J’adore cette question. C’est une des principales, sinon la plus importante, émotions à procurer à votre lecteur : le haut-le-coeur. Pourquoi ? Parce qu’en plus d’être maso, un auteur est un gros sadique.

Pourquoi faire mourir un personnage et qui choisir ?

Tout d’abord, j’aimerais expliquer pourquoi je risque de n’utiliser que des exemples de romans pour adolescents et jeunes adultes, au détriment de lectures plus « adultes ». Ce n’est pas que je ne lis que ça, mais le genre fait beaucoup plus sensation de par son public, en majorité du à sa moyenne d’âge, particulièrement sensible et réceptif à ces impacts émotionnels. Un adulte intériorisera alors qu’un adolescent ressentira le besoin d’exorciser quelque chose qui l’a intimement scandalisé.

Règle NUMERO UNO

Ne tuez pas n’importe qui.

Ça peut sembler banal comme conseil, mais votre réelle victime, ce n’est pas votre personnage, c’est votre lecteur !

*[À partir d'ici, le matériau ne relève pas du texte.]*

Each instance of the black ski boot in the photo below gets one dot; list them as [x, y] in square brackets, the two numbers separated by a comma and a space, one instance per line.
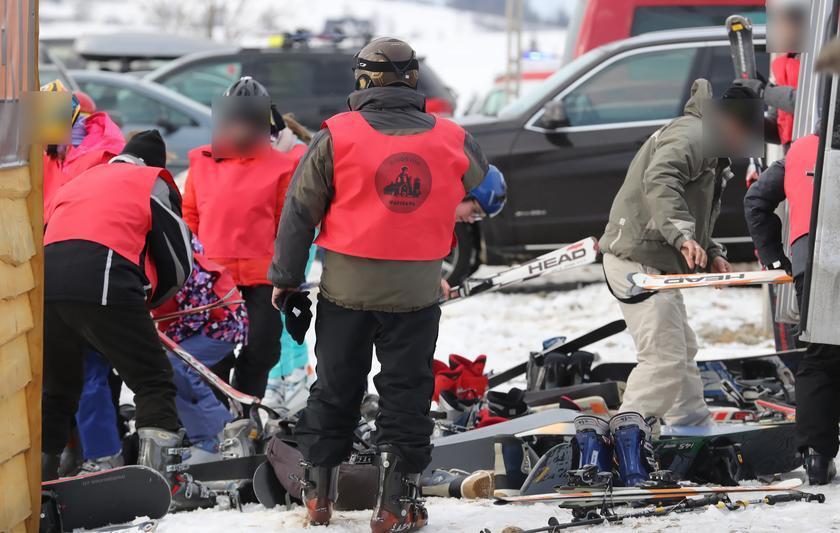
[49, 466]
[820, 468]
[159, 450]
[320, 491]
[398, 504]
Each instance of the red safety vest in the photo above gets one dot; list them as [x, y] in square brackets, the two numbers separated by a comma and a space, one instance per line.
[239, 203]
[109, 205]
[222, 285]
[395, 195]
[799, 186]
[786, 72]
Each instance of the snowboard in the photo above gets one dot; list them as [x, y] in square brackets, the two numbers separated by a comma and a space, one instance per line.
[115, 496]
[578, 496]
[552, 470]
[473, 450]
[270, 493]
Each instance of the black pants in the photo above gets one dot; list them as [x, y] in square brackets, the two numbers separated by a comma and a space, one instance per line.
[817, 394]
[126, 337]
[261, 353]
[405, 346]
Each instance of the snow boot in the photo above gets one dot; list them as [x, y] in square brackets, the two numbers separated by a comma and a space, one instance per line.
[633, 448]
[159, 450]
[458, 484]
[592, 435]
[320, 492]
[820, 468]
[239, 439]
[102, 463]
[49, 466]
[511, 465]
[398, 504]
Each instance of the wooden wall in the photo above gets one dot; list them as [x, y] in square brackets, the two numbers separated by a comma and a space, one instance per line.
[21, 329]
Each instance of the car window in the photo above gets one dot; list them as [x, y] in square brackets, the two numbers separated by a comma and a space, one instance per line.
[204, 81]
[128, 107]
[647, 86]
[721, 72]
[288, 77]
[655, 18]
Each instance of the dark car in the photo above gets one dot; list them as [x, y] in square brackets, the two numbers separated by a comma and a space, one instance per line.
[139, 105]
[312, 83]
[563, 168]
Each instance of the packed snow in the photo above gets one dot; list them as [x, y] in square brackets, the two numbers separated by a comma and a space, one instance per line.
[505, 327]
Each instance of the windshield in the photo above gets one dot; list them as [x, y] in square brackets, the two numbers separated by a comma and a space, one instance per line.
[549, 86]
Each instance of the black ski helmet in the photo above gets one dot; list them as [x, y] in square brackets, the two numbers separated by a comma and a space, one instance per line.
[386, 61]
[248, 86]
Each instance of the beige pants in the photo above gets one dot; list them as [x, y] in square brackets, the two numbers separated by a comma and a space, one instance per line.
[666, 381]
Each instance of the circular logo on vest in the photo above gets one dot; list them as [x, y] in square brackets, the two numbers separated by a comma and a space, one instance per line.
[403, 182]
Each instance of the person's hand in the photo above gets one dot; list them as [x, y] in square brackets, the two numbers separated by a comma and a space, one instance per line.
[720, 265]
[278, 296]
[445, 288]
[694, 254]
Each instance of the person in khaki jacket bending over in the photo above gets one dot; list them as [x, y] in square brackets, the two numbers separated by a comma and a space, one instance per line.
[661, 221]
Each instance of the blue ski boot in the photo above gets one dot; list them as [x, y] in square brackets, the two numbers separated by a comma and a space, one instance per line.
[593, 439]
[633, 448]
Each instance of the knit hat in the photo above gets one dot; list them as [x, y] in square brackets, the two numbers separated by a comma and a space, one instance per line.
[149, 146]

Dois-je tuer mon héros ? Et bien, c’est le cas dans plusieurs séries. Ici, je ne parlerai pas de Game of Thrones car c’est un peu légion, par conséquent, peu intéressant ici. À mon sens, une mort doit faire sensation, oui, mais avant tout, doit être unique et non pas perdue dans un « génocide médiatique ».

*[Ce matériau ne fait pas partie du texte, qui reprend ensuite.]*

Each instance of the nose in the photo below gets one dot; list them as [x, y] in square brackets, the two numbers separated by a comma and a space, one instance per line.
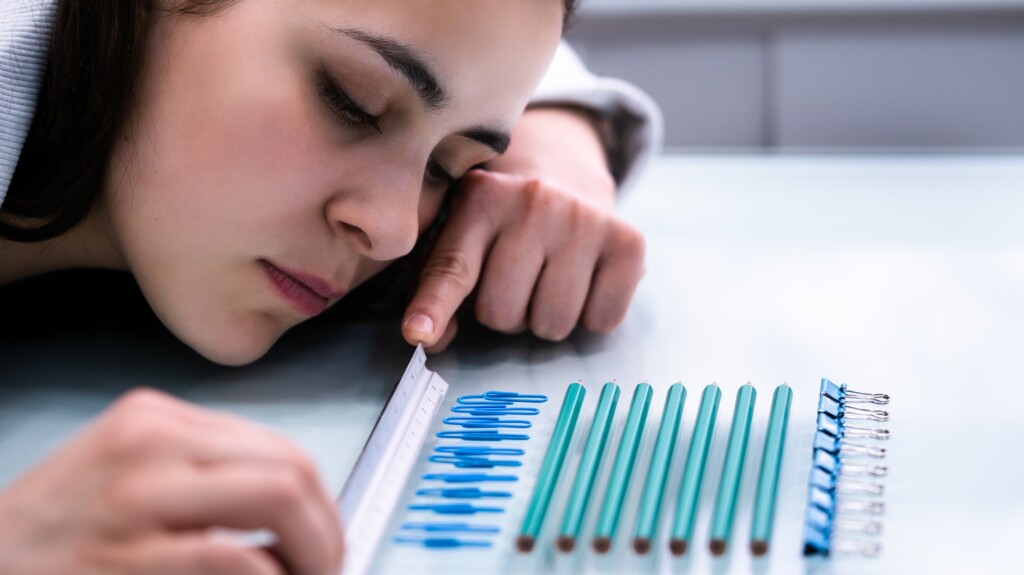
[378, 217]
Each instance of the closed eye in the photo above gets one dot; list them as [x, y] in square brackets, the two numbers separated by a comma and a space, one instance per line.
[343, 106]
[435, 174]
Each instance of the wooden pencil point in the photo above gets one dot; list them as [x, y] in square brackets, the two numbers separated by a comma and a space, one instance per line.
[566, 543]
[524, 543]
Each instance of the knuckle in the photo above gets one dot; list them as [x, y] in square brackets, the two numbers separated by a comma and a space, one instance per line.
[139, 433]
[602, 321]
[219, 558]
[553, 329]
[284, 489]
[631, 240]
[141, 399]
[499, 317]
[449, 265]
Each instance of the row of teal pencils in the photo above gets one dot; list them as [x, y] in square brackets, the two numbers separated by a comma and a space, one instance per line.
[649, 512]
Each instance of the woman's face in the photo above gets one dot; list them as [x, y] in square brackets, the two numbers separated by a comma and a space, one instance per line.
[282, 151]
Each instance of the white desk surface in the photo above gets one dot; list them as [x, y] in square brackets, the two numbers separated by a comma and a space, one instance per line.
[897, 274]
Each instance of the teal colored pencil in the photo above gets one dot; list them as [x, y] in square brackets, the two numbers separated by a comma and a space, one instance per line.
[551, 467]
[732, 470]
[622, 470]
[771, 462]
[660, 459]
[689, 489]
[589, 463]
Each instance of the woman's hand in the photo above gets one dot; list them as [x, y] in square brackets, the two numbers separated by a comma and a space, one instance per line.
[536, 235]
[137, 490]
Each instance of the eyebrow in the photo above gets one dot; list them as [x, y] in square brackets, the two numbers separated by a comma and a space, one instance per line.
[406, 61]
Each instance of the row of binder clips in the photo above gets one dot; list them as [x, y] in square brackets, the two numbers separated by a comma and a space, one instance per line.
[844, 506]
[466, 488]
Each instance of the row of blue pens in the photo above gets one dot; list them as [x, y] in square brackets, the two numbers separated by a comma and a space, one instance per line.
[474, 485]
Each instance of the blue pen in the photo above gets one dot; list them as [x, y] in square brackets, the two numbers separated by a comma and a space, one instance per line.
[487, 423]
[478, 450]
[482, 435]
[474, 461]
[462, 493]
[450, 528]
[468, 477]
[441, 542]
[454, 509]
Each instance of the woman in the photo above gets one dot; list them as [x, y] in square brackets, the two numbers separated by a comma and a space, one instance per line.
[263, 158]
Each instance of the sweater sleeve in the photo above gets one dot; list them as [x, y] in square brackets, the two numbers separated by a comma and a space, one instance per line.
[25, 39]
[633, 119]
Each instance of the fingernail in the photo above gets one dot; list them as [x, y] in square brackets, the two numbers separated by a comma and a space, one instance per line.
[421, 323]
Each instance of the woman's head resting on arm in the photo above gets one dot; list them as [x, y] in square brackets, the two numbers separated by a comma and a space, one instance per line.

ROBIN HOOD diffusé sur la BBC de 2006 à 2009

Robin Hood (BBC 2006-2009). La fin ? Le héros meurt. Le téléspectateur a beau avoir été prévenu, il ne s’y attend pas parce que c’est une série de bons sentiments pour laquelle on attend surtout un happy-end. D’autant plus que c’était le Series Finale. Mais le héros avait quelque peu perdu sa raison de vivre en fin de saison 2. Et aucun héros n’est invincible.
Buffy, the Vampire Slayer (WB 1997-2003) Fin de Saison 5 : l’héroïne meurt. C’était également censé être un Series Finale. Mais à la demande des fans, Buffy a connu une suite. Même chose, les indices étaient là, surtout après la saison la plus sombre et la plus intense de la série, mais quand elle survient, on pensait encore à un possible happy-end. Qui n’arrivera finalement qu’à la fin de la saison 7. Mais, là encore, la série s’est poursuivie en comic books.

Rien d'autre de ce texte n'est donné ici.